Na média, quase duas crianças são atingidas por mês. Mesmo alarmante, o número de vítimas foi 8% menor que o registrado em 2019, quando 24 crianças foram baleadas. Já no número de mortos, houve aumento: foram sete em 2019, contra oito em 2020.

Entre as vítimas baleadas, está Adrelany Pacheco de Lima, de 3 anos de idade. O que poderia ser um dia normal na vida da menina, se transformou em um pesadelo, no dia 2 de abril de 2020, quando ela voltava para casa com a mãe. As duas estavam na Rua Carvalho de Araújo, no bairro Raul Veiga, em São Gonçalo, quando ficaram no meio de um tiroteio durante uma operação policial. A menina foi atingida por uma bala perdida, foi socorrida e sobreviveu. Com apenas 3 anos de idade, Adrelany entrou em um “ranking” que nunca deveria ter feito parte: ela é uma das vítimas mais jovens baleadas em 2020.
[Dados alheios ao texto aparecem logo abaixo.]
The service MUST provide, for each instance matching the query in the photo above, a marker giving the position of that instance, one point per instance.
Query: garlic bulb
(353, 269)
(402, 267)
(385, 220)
Além de números nas estatísticas, cada caso tem uma história por trás. Como a de uma menina, com 3 anos de idade, atingida por bala perdida enquanto brincava. Parece a mesma história, mas não é. Era noite de 14 de setembro e a criança brincava na porta de casa, em Santa Cruz da Serra, Duque de Caxias, na Baixada Fluminense. A menina, que não teve o nome revelado, foi atingida no tórax e levada para o Hospital Adão Pereira Nunes, também em Caxias, onde foi socorrida e sobreviveu.

"Ela teve duas fraturas na coluna e tem um pouquinho de sangue no pulmão que devem drenar, mas ela está estável e fora de risco (...) Na hora que ela levou um tiro foi uma correria, eu ainda tentei proteger a minha filha, abracei ela, mas ela se feriu. Ninguém espera que isso vá acontecer com um filho. Mãe nenhuma espera”, contou a mãe da menina, que também não quis se identificar.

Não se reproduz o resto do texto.